Even when I was tired, even when my body whispered warnings. Even when my own needs cried for attention.
Neglecting Myself to Be Everything for Everyone
There were signs. Quiet ones.
I stopped enjoying music. I forgot the last time I read something for pleasure. And I would lie in bed at night, awake but exhausted, staring at the ceiling, wondering what was wrong with me.
But then someone would call.
“Can we talk? I’m not in a good place,” my brother would say.
Or, “Ama, you know your father and I do not speak anymore—please call him about the hospital bill,” my mother would request.
So I would put my own ache aside and listen. I would coach, comfort, advise. I would make them feel better—and then lie on my pillow and feel emptier.
The Breakdown I Never Saw Coming
That Tuesday morning, I did not faint or cry. I just stopped functioning.
My neighbor, Aunty Dora, found me an hour later when she came to borrow sugar. She walked in, saw me on the floor, and dropped everything.
“Ei Ama! What is going on?”
I tried to speak, but the words did not come.
I was taken to the University of Cape Coast Hospital. The diagnosis was stress-induced exhaustion and severe anxiety. One of the doctors gently asked if I had considered therapy.
Therapy? Me?
I was the therapist.
But I nodded. Because something inside me had finally crumbled. And I knew—this was not just burnout. This was years of unspoken pain, swallowed grief, and the unbearable pressure of being “the strong one.”
Facing the Truth in Therapy
I sat in front of Dr. Mensah, a soft-spoken therapist with kind eyes and a notebook she barely touched.
“I do not know who I am if I am not helping someone,” I confessed in our third session.
She smiled gently. “Then we need to find out.”
It was the most terrifying and liberating sentence I had heard.
Week after week, I began to unpack the belief that my worth came from usefulness. That I had no right to rest unless I had fixed everyone’s problems.
I learned something else, too—I was angry.
Not just tired. Not just overwhelmed. Angry. Angry that no one ever asked how I was. Angry that being the helper meant I never got helped.
And then came the most painful truth: I had taught people to treat me this way.
Not deliberately. Not consciously. But I had.
I had said yes when I should have said no. I had stepped in every time someone stumbled. I had never once asked to be cared for. I had created my own invisibility.
Learning to Set Boundaries, Even With My Mother
The hardest conversation was with my mother.
After one of my therapy sessions, I called her. My hands shook as I held the phone.
“Mama,” I said, “I love you. But I need to take care of myself now. I will not always be able to help you immediately when you call. I need space to rest. Please understand.”
There was a pause.
“Ama,” she said softly, “are you okay?”
I began to cry. For the first time, she truly saw me—not the strong one, not the fixer, but her daughter who was tired and healing.
“I am learning to be,” I said.
The New Me—Less Perfect, More Free
It has been over a year since that breakdown.
I still support my family, but now I check in with myself first.
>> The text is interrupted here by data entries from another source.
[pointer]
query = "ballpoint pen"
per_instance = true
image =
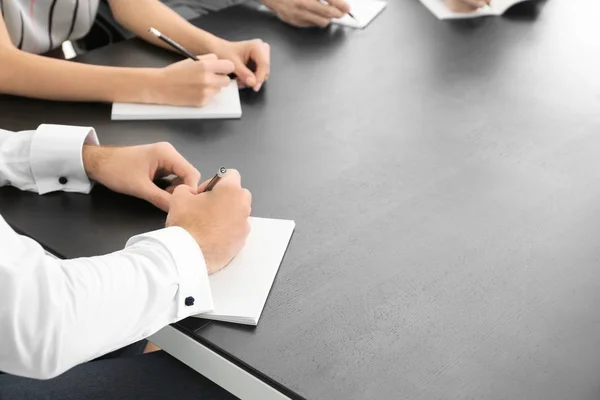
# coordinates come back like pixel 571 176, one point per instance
pixel 220 174
pixel 176 46
pixel 173 44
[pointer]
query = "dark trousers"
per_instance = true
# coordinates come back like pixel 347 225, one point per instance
pixel 118 376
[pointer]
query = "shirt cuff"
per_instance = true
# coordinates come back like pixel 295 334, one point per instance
pixel 56 158
pixel 194 295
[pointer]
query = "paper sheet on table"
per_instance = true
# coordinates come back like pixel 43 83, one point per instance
pixel 441 11
pixel 364 12
pixel 240 290
pixel 225 105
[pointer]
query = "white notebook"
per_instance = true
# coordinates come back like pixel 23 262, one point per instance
pixel 225 105
pixel 497 7
pixel 364 12
pixel 240 290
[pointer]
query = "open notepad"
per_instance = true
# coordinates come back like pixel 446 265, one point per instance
pixel 497 7
pixel 364 11
pixel 226 104
pixel 240 290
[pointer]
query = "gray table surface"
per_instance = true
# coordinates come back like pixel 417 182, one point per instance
pixel 444 177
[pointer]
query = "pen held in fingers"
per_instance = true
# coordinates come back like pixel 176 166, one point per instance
pixel 218 176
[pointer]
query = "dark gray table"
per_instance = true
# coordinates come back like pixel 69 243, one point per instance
pixel 445 181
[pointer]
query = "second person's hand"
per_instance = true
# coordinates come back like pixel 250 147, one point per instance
pixel 308 13
pixel 465 5
pixel 132 170
pixel 217 220
pixel 244 55
pixel 189 82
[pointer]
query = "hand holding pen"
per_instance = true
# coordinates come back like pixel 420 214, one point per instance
pixel 217 220
pixel 308 13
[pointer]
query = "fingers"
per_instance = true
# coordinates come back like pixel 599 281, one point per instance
pixel 183 191
pixel 261 55
pixel 173 162
pixel 155 195
pixel 231 178
pixel 217 81
pixel 340 5
pixel 223 67
pixel 324 11
pixel 208 57
pixel 244 74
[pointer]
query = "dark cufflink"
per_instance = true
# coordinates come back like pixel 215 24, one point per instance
pixel 189 301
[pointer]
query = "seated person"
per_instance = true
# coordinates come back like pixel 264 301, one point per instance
pixel 28 26
pixel 56 314
pixel 300 13
pixel 465 5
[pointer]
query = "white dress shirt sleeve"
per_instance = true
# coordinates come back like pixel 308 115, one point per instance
pixel 45 160
pixel 55 314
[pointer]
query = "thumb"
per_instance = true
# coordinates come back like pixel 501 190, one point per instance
pixel 155 195
pixel 244 74
pixel 203 186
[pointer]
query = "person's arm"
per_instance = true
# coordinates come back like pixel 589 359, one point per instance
pixel 138 16
pixel 45 160
pixel 55 314
pixel 30 75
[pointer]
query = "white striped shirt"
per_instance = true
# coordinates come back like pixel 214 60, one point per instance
pixel 37 26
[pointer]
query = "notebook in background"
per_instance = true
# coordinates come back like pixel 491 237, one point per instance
pixel 364 12
pixel 225 105
pixel 240 290
pixel 441 11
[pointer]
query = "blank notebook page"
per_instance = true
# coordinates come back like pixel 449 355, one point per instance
pixel 225 105
pixel 240 290
pixel 364 12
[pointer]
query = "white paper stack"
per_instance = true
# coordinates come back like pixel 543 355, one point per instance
pixel 240 290
pixel 225 105
pixel 364 11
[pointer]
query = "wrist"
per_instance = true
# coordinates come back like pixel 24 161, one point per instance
pixel 135 85
pixel 92 158
pixel 215 45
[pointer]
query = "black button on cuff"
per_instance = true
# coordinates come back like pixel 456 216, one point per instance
pixel 189 301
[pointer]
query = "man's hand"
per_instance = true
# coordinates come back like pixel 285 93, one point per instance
pixel 307 13
pixel 218 219
pixel 465 5
pixel 132 170
pixel 190 83
pixel 250 53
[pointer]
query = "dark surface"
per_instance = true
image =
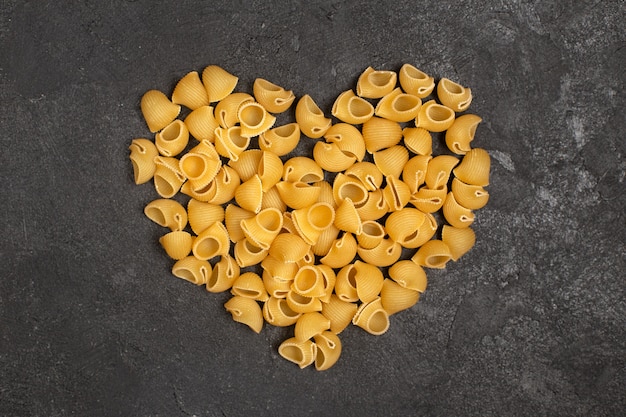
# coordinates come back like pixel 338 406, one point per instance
pixel 531 322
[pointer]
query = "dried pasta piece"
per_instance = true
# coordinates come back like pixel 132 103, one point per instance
pixel 392 160
pixel 302 354
pixel 350 108
pixel 271 96
pixel 398 106
pixel 474 168
pixel 456 214
pixel 310 118
pixel 142 154
pixel 309 325
pixel 372 317
pixel 409 275
pixel 254 119
pixel 472 197
pixel 247 311
pixel 211 242
pixel 459 241
pixel 433 254
pixel 434 117
pixel 379 133
pixel 218 82
pixel 342 252
pixel 454 95
pixel 250 285
pixel 281 140
pixel 177 244
pixel 328 350
pixel 416 82
pixel 395 298
pixel 158 111
pixel 193 270
pixel 375 84
pixel 167 213
pixel 190 92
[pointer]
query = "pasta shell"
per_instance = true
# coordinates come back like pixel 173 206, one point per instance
pixel 390 161
pixel 190 92
pixel 418 140
pixel 309 325
pixel 142 154
pixel 433 254
pixel 277 312
pixel 409 275
pixel 281 140
pixel 330 158
pixel 249 195
pixel 348 138
pixel 380 133
pixel 398 106
pixel 369 281
pixel 375 84
pixel 192 269
pixel 372 317
pixel 202 123
pixel 224 274
pixel 298 194
pixel 459 241
pixel 167 213
pixel 263 228
pixel 212 242
pixel 289 248
pixel 247 311
pixel 339 312
pixel 474 168
pixel 250 285
pixel 271 96
pixel 302 169
pixel 227 110
pixel 218 82
pixel 455 214
pixel 416 82
pixel 454 95
pixel 302 354
pixel 434 117
pixel 352 109
pixel 248 253
pixel 231 142
pixel 394 297
pixel 472 197
pixel 202 215
pixel 461 133
pixel 310 118
pixel 386 253
pixel 177 244
pixel 254 119
pixel 172 139
pixel 158 111
pixel 328 350
pixel 342 252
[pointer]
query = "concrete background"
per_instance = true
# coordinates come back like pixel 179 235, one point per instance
pixel 530 323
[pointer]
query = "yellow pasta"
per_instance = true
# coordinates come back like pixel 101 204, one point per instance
pixel 190 92
pixel 167 213
pixel 310 118
pixel 158 111
pixel 247 311
pixel 352 109
pixel 271 96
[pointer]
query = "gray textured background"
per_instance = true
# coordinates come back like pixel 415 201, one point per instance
pixel 530 322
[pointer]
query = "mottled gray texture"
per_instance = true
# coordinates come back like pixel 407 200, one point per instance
pixel 531 322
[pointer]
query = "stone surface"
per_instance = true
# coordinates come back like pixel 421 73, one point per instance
pixel 531 322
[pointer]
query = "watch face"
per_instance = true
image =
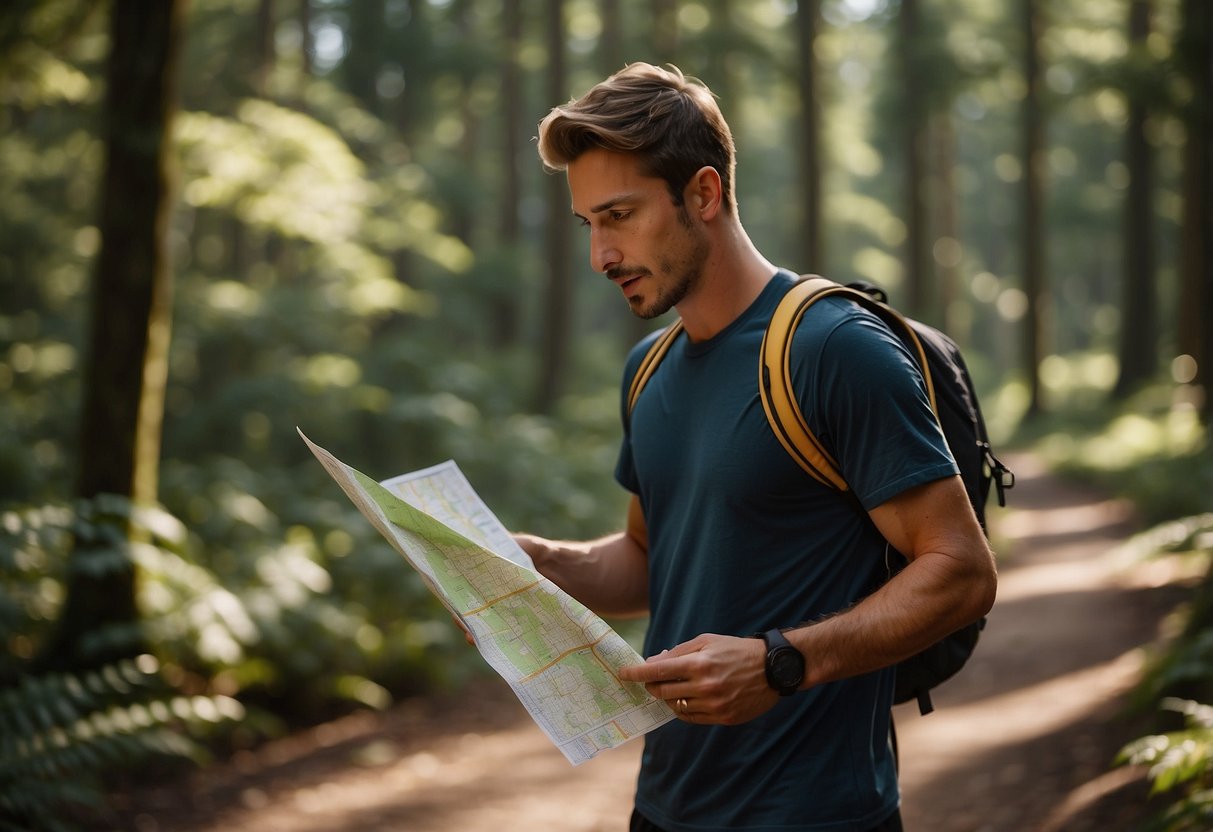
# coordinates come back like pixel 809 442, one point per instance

I no longer feel guilty for turning off my phone. I no longer explain myself when I say no. I protect my peace like it is sacred—because it is.
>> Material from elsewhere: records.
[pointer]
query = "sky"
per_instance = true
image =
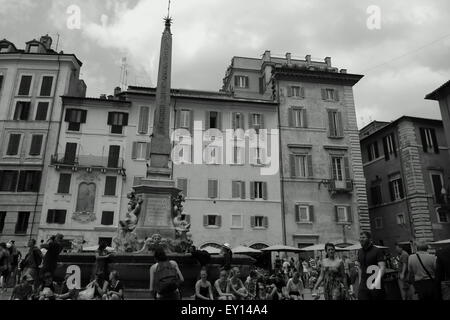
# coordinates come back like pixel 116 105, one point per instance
pixel 403 52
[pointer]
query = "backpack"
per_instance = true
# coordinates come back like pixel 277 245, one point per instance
pixel 166 278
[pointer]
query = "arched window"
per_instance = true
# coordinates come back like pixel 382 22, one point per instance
pixel 86 197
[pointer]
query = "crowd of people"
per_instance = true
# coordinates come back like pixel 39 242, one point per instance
pixel 421 275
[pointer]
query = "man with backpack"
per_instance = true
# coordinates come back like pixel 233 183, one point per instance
pixel 165 277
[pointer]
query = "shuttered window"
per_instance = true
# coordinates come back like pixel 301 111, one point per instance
pixel 13 145
pixel 25 85
pixel 56 216
pixel 64 183
pixel 110 186
pixel 213 186
pixel 46 87
pixel 107 218
pixel 36 145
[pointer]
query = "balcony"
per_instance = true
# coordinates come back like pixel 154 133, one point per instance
pixel 338 186
pixel 89 162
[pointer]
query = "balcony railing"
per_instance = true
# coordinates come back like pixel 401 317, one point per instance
pixel 340 186
pixel 88 162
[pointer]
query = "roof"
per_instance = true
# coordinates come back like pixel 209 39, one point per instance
pixel 439 92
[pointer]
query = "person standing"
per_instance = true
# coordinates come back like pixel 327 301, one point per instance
pixel 333 275
pixel 422 266
pixel 405 287
pixel 54 248
pixel 373 266
pixel 165 277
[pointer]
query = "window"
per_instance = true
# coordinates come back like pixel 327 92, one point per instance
pixel 13 144
pixel 343 214
pixel 301 166
pixel 8 181
pixel 75 117
pixel 213 189
pixel 238 120
pixel 236 221
pixel 330 95
pixel 182 185
pixel 117 120
pixel 296 91
pixel 258 190
pixel 56 216
pixel 110 186
pixel 378 223
pixel 259 222
pixel 372 151
pixel 429 140
pixel 214 221
pixel 143 120
pixel 2 221
pixel 389 147
pixel 298 118
pixel 25 85
pixel 22 111
pixel 64 183
pixel 396 188
pixel 375 192
pixel 438 188
pixel 41 112
pixel 401 219
pixel 238 189
pixel 241 82
pixel 113 156
pixel 36 144
pixel 107 218
pixel 304 213
pixel 29 181
pixel 46 87
pixel 22 222
pixel 335 125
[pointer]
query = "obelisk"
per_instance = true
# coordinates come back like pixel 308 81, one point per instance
pixel 158 189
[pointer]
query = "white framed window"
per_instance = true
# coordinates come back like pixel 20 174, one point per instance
pixel 401 219
pixel 237 221
pixel 378 223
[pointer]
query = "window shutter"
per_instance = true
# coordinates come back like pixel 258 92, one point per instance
pixel 349 214
pixel 292 163
pixel 134 151
pixel 311 214
pixel 297 213
pixel 243 196
pixel 434 139
pixel 252 190
pixel 347 168
pixel 265 195
pixel 424 140
pixel 386 149
pixel 218 221
pixel 36 145
pixel 266 222
pixel 292 114
pixel 310 166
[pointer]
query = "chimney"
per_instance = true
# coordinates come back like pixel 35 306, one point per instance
pixel 308 59
pixel 46 41
pixel 288 58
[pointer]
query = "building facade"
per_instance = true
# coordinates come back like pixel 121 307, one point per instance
pixel 406 165
pixel 322 181
pixel 31 83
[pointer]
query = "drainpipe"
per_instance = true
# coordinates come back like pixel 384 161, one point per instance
pixel 45 150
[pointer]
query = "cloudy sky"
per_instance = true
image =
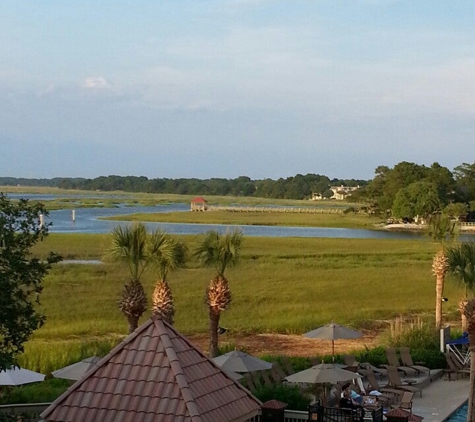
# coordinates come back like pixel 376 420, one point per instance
pixel 224 88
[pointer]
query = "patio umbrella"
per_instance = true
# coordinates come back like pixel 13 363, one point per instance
pixel 324 373
pixel 76 370
pixel 333 332
pixel 401 413
pixel 19 376
pixel 237 361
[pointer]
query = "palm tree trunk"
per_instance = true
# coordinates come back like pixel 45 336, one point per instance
pixel 133 323
pixel 439 291
pixel 469 312
pixel 214 316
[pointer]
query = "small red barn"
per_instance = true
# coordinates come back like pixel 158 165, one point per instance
pixel 199 204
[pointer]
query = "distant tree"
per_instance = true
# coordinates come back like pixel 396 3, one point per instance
pixel 21 275
pixel 218 251
pixel 417 199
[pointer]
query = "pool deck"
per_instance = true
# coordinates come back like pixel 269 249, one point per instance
pixel 440 399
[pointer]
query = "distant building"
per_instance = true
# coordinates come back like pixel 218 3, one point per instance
pixel 199 204
pixel 339 193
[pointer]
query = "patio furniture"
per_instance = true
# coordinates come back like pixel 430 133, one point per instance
pixel 406 360
pixel 396 382
pixel 393 360
pixel 453 368
pixel 406 401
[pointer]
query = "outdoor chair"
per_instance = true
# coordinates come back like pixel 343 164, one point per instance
pixel 393 360
pixel 406 401
pixel 453 368
pixel 406 360
pixel 396 382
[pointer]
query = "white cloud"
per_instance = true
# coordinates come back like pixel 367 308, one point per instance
pixel 96 82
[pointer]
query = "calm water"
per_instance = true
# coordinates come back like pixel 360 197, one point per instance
pixel 87 221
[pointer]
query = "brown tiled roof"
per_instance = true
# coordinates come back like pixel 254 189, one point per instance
pixel 155 374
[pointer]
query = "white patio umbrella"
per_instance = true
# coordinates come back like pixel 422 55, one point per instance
pixel 333 332
pixel 76 370
pixel 19 376
pixel 237 361
pixel 324 373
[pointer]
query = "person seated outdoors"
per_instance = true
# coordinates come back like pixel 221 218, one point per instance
pixel 346 402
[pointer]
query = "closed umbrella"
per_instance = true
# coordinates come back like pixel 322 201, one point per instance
pixel 76 370
pixel 19 376
pixel 333 332
pixel 237 361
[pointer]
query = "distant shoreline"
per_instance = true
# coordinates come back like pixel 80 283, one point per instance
pixel 421 227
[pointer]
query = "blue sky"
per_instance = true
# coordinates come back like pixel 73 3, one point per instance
pixel 260 88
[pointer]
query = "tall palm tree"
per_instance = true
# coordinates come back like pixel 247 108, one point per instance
pixel 442 230
pixel 469 312
pixel 129 247
pixel 461 265
pixel 166 254
pixel 218 251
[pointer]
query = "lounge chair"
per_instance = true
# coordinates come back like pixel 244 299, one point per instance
pixel 406 360
pixel 387 394
pixel 406 401
pixel 396 382
pixel 393 360
pixel 453 368
pixel 351 361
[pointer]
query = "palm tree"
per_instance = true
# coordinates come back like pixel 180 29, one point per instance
pixel 166 254
pixel 218 251
pixel 442 230
pixel 129 247
pixel 461 265
pixel 469 312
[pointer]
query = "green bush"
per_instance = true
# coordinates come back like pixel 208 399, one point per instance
pixel 43 392
pixel 284 393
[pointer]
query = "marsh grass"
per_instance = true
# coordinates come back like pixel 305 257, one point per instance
pixel 324 219
pixel 284 285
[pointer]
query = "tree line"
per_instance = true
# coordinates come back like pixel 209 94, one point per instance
pixel 409 191
pixel 294 187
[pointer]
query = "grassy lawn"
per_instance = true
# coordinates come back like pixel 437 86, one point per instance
pixel 324 219
pixel 282 285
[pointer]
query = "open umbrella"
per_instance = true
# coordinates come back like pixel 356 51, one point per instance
pixel 76 370
pixel 324 373
pixel 333 332
pixel 19 376
pixel 238 361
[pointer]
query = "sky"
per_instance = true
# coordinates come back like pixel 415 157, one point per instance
pixel 229 88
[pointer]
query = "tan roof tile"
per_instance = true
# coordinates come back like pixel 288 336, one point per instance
pixel 154 374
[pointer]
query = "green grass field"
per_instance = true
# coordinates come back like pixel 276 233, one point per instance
pixel 284 285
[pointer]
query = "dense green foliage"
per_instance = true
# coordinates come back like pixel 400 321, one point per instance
pixel 408 190
pixel 295 187
pixel 43 392
pixel 21 275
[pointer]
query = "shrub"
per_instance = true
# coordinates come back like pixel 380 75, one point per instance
pixel 289 394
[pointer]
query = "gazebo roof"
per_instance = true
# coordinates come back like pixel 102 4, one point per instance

And I have learned something beautiful: boundaries do not push love away. They make room for healthier, more honest love.
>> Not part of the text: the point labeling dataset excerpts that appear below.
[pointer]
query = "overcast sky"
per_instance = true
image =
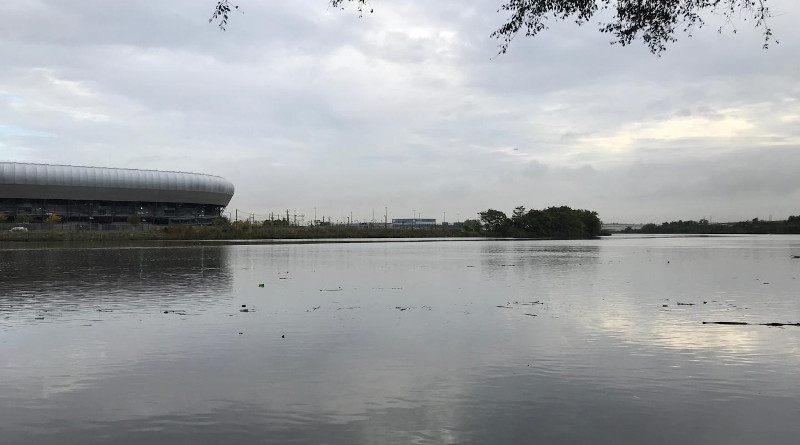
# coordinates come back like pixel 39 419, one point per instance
pixel 302 106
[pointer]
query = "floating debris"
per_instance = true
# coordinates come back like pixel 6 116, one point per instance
pixel 742 323
pixel 175 312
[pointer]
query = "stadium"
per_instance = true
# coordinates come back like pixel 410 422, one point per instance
pixel 98 195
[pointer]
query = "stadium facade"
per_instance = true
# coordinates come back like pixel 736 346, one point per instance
pixel 110 195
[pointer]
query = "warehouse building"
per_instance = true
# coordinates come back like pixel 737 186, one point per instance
pixel 108 195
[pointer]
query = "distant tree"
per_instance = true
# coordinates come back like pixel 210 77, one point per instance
pixel 52 218
pixel 471 225
pixel 23 218
pixel 494 220
pixel 653 22
pixel 220 221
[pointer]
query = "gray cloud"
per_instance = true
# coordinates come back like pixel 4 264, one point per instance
pixel 302 107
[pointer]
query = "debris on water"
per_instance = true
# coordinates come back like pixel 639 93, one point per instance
pixel 175 312
pixel 742 323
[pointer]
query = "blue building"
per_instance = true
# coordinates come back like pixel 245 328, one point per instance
pixel 413 222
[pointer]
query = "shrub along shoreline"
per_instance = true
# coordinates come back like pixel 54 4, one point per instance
pixel 551 223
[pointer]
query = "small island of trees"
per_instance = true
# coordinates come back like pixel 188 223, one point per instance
pixel 553 222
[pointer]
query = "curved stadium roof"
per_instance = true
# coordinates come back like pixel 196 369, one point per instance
pixel 43 181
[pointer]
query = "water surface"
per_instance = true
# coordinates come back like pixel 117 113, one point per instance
pixel 597 341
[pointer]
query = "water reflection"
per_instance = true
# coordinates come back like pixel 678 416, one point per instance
pixel 46 282
pixel 474 342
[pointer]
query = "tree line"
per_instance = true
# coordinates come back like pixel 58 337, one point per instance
pixel 552 222
pixel 703 227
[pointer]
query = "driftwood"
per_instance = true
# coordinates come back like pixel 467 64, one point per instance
pixel 742 323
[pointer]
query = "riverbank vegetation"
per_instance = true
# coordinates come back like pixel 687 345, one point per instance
pixel 703 227
pixel 554 222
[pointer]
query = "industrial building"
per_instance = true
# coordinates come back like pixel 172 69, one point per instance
pixel 108 195
pixel 413 222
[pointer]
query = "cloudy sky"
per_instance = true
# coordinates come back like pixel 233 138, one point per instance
pixel 303 106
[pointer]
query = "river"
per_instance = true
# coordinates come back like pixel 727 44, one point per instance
pixel 469 341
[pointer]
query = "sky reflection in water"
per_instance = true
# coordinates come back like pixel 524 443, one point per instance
pixel 443 342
My son now sees a mother who rests, who laughs, who no longer snaps from hidden stress. My friends know that I may not always be available—but when I am, I am fully present.
I have become my own therapist first.
If You Are the “Strong One,” Please Read This
If you are the one everyone leans on… please lean back. Ask yourself: who holds me? Who checks in on me? And if the answer is no one, then it is time to change that.
Being reliable should not cost you your soul.
Being kind does not mean self-erasure.
You are allowed to say, “I am not okay.” You are allowed to fall apart. And you are allowed to be human.
Healing begins where pretending ends.